« ¡Te prometo fidelidad eterna!» me susurró Facundo cuando mi padre me dejó junto a él frente al altar de Las Carmelitas.
Adoro ese momento. Los flashes, el sacerdote con sus mejores arreos, los invitados bellamente vestidos, flores, luces, la grandiosa intimidad de la iglesia donde se casaron mis mejores amigas.
« ¡Te prometo fidelidad eterna!» sigue resonando en mi cabeza cual efecto especial de una película de penúltima categoría.
Dejemos de lado lo de «eterna» que fue una exageración tan flagrante que cualquiera la perdonaría. En realidad todos los allí presentes estábamos exagerando algo. Pero lo de fidelidad. ¿Cómo pude creer semejante barbaridad?

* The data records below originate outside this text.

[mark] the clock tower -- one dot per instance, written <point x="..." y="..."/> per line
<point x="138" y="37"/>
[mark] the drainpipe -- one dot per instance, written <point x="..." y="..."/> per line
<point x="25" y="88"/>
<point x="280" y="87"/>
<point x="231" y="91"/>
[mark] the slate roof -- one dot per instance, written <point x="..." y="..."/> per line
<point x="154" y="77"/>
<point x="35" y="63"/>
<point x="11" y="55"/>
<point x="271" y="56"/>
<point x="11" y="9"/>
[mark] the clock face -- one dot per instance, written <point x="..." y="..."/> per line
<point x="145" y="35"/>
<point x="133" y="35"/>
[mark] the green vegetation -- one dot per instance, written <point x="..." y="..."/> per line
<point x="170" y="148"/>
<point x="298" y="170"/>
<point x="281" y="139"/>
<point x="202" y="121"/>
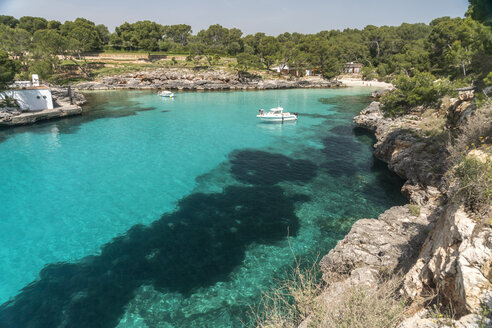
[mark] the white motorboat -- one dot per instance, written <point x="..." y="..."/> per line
<point x="276" y="115"/>
<point x="165" y="93"/>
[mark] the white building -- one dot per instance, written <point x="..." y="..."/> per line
<point x="30" y="96"/>
<point x="287" y="70"/>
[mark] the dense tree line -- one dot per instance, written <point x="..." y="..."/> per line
<point x="457" y="48"/>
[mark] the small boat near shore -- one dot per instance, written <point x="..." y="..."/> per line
<point x="276" y="115"/>
<point x="165" y="93"/>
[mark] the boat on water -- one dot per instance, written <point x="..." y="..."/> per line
<point x="165" y="93"/>
<point x="276" y="115"/>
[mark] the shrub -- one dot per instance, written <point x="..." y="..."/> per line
<point x="292" y="300"/>
<point x="419" y="90"/>
<point x="474" y="183"/>
<point x="414" y="209"/>
<point x="362" y="307"/>
<point x="368" y="73"/>
<point x="300" y="297"/>
<point x="473" y="134"/>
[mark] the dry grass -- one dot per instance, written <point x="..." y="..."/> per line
<point x="300" y="297"/>
<point x="362" y="307"/>
<point x="292" y="300"/>
<point x="476" y="132"/>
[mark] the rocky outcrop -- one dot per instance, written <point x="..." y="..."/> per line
<point x="439" y="248"/>
<point x="456" y="262"/>
<point x="460" y="108"/>
<point x="388" y="244"/>
<point x="186" y="79"/>
<point x="62" y="108"/>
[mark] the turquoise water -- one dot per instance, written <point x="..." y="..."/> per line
<point x="152" y="212"/>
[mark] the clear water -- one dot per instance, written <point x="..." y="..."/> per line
<point x="156" y="212"/>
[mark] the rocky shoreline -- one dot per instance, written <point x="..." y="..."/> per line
<point x="434" y="244"/>
<point x="187" y="79"/>
<point x="62" y="107"/>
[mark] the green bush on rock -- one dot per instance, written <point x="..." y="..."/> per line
<point x="422" y="89"/>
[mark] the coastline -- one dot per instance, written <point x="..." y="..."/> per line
<point x="361" y="83"/>
<point x="432" y="245"/>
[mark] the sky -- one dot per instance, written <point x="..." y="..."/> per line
<point x="269" y="16"/>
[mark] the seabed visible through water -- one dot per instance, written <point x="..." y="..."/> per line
<point x="156" y="212"/>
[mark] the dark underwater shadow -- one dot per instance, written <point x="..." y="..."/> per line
<point x="263" y="168"/>
<point x="95" y="109"/>
<point x="196" y="246"/>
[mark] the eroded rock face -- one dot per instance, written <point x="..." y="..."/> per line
<point x="442" y="250"/>
<point x="387" y="244"/>
<point x="460" y="108"/>
<point x="456" y="262"/>
<point x="186" y="79"/>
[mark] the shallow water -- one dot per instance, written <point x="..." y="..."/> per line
<point x="156" y="212"/>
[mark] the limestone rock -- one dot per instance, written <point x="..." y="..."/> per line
<point x="389" y="243"/>
<point x="187" y="79"/>
<point x="456" y="260"/>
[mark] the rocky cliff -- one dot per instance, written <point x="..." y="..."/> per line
<point x="443" y="252"/>
<point x="12" y="116"/>
<point x="187" y="79"/>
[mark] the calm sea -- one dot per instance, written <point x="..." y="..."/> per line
<point x="157" y="212"/>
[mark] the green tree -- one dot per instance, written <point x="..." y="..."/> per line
<point x="32" y="24"/>
<point x="480" y="10"/>
<point x="103" y="33"/>
<point x="178" y="33"/>
<point x="420" y="90"/>
<point x="83" y="36"/>
<point x="246" y="61"/>
<point x="10" y="21"/>
<point x="453" y="43"/>
<point x="8" y="69"/>
<point x="268" y="50"/>
<point x="147" y="35"/>
<point x="54" y="25"/>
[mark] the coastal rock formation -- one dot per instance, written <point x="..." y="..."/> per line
<point x="187" y="79"/>
<point x="62" y="108"/>
<point x="437" y="246"/>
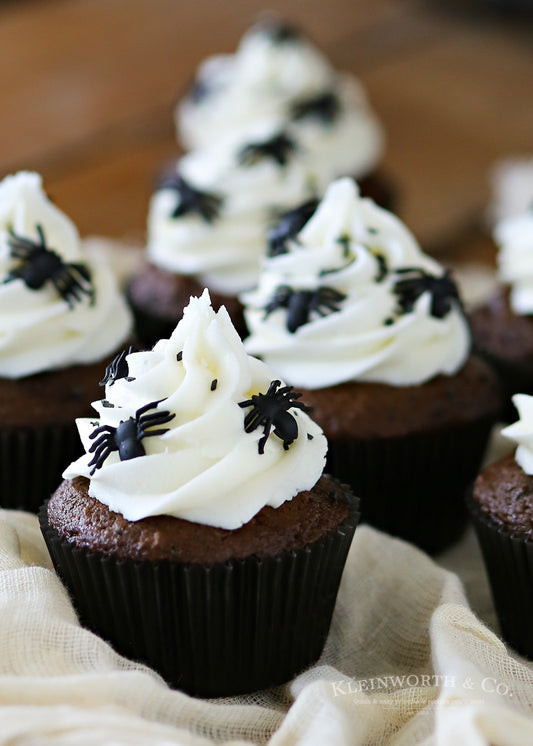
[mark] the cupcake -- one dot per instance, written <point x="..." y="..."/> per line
<point x="197" y="533"/>
<point x="62" y="320"/>
<point x="502" y="328"/>
<point x="207" y="223"/>
<point x="277" y="76"/>
<point x="501" y="507"/>
<point x="349" y="310"/>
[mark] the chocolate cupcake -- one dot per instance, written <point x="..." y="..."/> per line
<point x="62" y="320"/>
<point x="502" y="328"/>
<point x="278" y="75"/>
<point x="197" y="533"/>
<point x="501" y="507"/>
<point x="207" y="223"/>
<point x="350" y="311"/>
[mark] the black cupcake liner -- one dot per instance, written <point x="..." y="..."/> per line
<point x="32" y="461"/>
<point x="414" y="486"/>
<point x="227" y="629"/>
<point x="509" y="565"/>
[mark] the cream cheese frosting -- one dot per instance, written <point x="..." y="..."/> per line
<point x="204" y="467"/>
<point x="277" y="75"/>
<point x="350" y="297"/>
<point x="211" y="215"/>
<point x="514" y="236"/>
<point x="57" y="308"/>
<point x="521" y="432"/>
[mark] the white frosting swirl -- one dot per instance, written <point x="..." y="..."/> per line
<point x="39" y="329"/>
<point x="206" y="468"/>
<point x="522" y="432"/>
<point x="515" y="259"/>
<point x="367" y="338"/>
<point x="262" y="81"/>
<point x="225" y="253"/>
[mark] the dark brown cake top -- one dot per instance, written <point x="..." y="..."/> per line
<point x="504" y="492"/>
<point x="88" y="523"/>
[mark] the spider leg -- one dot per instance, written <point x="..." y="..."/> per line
<point x="264" y="438"/>
<point x="102" y="429"/>
<point x="252" y="420"/>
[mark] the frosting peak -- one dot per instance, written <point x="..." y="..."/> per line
<point x="204" y="408"/>
<point x="515" y="259"/>
<point x="522" y="432"/>
<point x="210" y="216"/>
<point x="57" y="308"/>
<point x="278" y="76"/>
<point x="351" y="296"/>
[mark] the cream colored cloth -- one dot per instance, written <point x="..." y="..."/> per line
<point x="407" y="662"/>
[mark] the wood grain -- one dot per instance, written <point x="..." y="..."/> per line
<point x="89" y="87"/>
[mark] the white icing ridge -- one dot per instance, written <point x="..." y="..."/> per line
<point x="262" y="81"/>
<point x="39" y="329"/>
<point x="521" y="432"/>
<point x="514" y="235"/>
<point x="225" y="253"/>
<point x="206" y="468"/>
<point x="366" y="339"/>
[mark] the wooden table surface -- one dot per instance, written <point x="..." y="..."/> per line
<point x="88" y="88"/>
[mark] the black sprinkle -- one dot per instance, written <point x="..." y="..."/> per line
<point x="345" y="241"/>
<point x="325" y="108"/>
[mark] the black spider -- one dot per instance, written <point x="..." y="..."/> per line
<point x="117" y="368"/>
<point x="289" y="225"/>
<point x="204" y="204"/>
<point x="127" y="437"/>
<point x="301" y="303"/>
<point x="279" y="148"/>
<point x="325" y="107"/>
<point x="414" y="282"/>
<point x="271" y="409"/>
<point x="40" y="264"/>
<point x="279" y="32"/>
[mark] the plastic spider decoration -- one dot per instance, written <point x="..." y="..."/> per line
<point x="414" y="282"/>
<point x="192" y="201"/>
<point x="289" y="225"/>
<point x="301" y="303"/>
<point x="325" y="108"/>
<point x="278" y="148"/>
<point x="128" y="436"/>
<point x="117" y="368"/>
<point x="270" y="410"/>
<point x="39" y="264"/>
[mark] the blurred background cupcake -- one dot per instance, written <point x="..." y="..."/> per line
<point x="202" y="487"/>
<point x="502" y="328"/>
<point x="502" y="511"/>
<point x="352" y="312"/>
<point x="207" y="225"/>
<point x="279" y="78"/>
<point x="62" y="319"/>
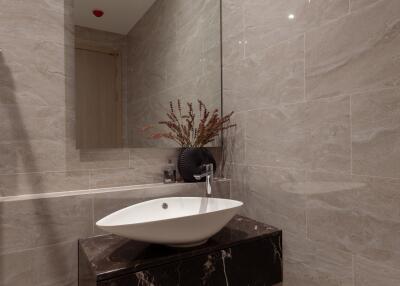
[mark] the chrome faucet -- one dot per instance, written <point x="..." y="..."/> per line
<point x="209" y="174"/>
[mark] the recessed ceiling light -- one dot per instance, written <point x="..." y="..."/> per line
<point x="98" y="13"/>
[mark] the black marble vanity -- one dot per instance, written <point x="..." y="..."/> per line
<point x="245" y="252"/>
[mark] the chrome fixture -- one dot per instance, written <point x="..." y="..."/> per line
<point x="209" y="174"/>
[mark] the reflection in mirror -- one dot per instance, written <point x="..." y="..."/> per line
<point x="132" y="57"/>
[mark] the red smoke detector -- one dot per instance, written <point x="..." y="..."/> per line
<point x="98" y="13"/>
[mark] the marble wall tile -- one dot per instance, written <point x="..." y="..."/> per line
<point x="16" y="269"/>
<point x="174" y="52"/>
<point x="356" y="214"/>
<point x="369" y="273"/>
<point x="250" y="85"/>
<point x="234" y="139"/>
<point x="274" y="198"/>
<point x="31" y="183"/>
<point x="313" y="135"/>
<point x="356" y="53"/>
<point x="106" y="178"/>
<point x="44" y="266"/>
<point x="56" y="265"/>
<point x="359" y="4"/>
<point x="32" y="156"/>
<point x="26" y="66"/>
<point x="268" y="23"/>
<point x="376" y="133"/>
<point x="34" y="223"/>
<point x="307" y="263"/>
<point x="24" y="123"/>
<point x="232" y="18"/>
<point x="96" y="159"/>
<point x="27" y="21"/>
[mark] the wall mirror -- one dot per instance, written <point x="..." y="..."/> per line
<point x="132" y="57"/>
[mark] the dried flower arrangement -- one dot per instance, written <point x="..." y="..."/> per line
<point x="182" y="127"/>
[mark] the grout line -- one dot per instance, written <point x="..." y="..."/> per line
<point x="353" y="274"/>
<point x="304" y="67"/>
<point x="351" y="134"/>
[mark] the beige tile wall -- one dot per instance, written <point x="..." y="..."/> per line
<point x="38" y="235"/>
<point x="174" y="53"/>
<point x="317" y="147"/>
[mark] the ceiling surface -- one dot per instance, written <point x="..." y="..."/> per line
<point x="119" y="15"/>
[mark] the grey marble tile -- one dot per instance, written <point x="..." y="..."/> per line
<point x="356" y="214"/>
<point x="29" y="122"/>
<point x="307" y="263"/>
<point x="270" y="22"/>
<point x="370" y="273"/>
<point x="33" y="223"/>
<point x="106" y="178"/>
<point x="33" y="183"/>
<point x="32" y="71"/>
<point x="152" y="156"/>
<point x="32" y="156"/>
<point x="355" y="53"/>
<point x="238" y="175"/>
<point x="274" y="198"/>
<point x="16" y="268"/>
<point x="25" y="20"/>
<point x="376" y="133"/>
<point x="271" y="77"/>
<point x="234" y="139"/>
<point x="314" y="135"/>
<point x="359" y="4"/>
<point x="232" y="18"/>
<point x="56" y="265"/>
<point x="233" y="50"/>
<point x="96" y="159"/>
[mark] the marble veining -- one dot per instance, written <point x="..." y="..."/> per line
<point x="242" y="244"/>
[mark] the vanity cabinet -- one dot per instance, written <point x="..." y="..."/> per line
<point x="245" y="252"/>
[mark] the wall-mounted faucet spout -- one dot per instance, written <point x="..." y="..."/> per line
<point x="209" y="174"/>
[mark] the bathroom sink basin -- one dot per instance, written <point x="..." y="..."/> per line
<point x="175" y="221"/>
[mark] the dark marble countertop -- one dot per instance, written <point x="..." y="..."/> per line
<point x="111" y="255"/>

Hacía treinta y dos días que habíamos terminado de resolver un litigio que nos tuvo discutiendo durante ciento sesenta y ocho días. Bibí, esa maldita compañera de trabajo que no se conformó con que le presentara a mi novio sino que quiso conocerlo un poco más y el muy estúpido se creyó que Montevideo es una ciudad tan grande como San Pablo. ¡Acá todo se sabe! Bueno, me corrijo, mi cuñada todo lo sabe.
¿Sabe por qué puse como título «Vendo obelisco...»? Porque recién ahora estoy madura como para darme cuenta que nadie puede vender lo que no le pertenece y lo que no nos pertenece es el deseo. Este demonio que tiene un asentamiento en nuestra alma, es el único propietario de hecho y de derecho sobre lo que nosotros hacemos, no hacemos o deshacemos.
Recién ahora, después de vieja, logro entender que Facundo me prometió algo que él creía que podía prometer, así como alguien puede intentar vender aquello que cree que le pertenece. Fue un error casi jurídico: él se creyó que era dueño de su deseo y ahora me doy cuenta de que muchos creen lo mismo y actúan en esa suposición. Igual que alguien que quisiera vender el obelisco de buena fe.
Después de todo, no era un mal tipo. ¿Cómo se llevará con Bibí?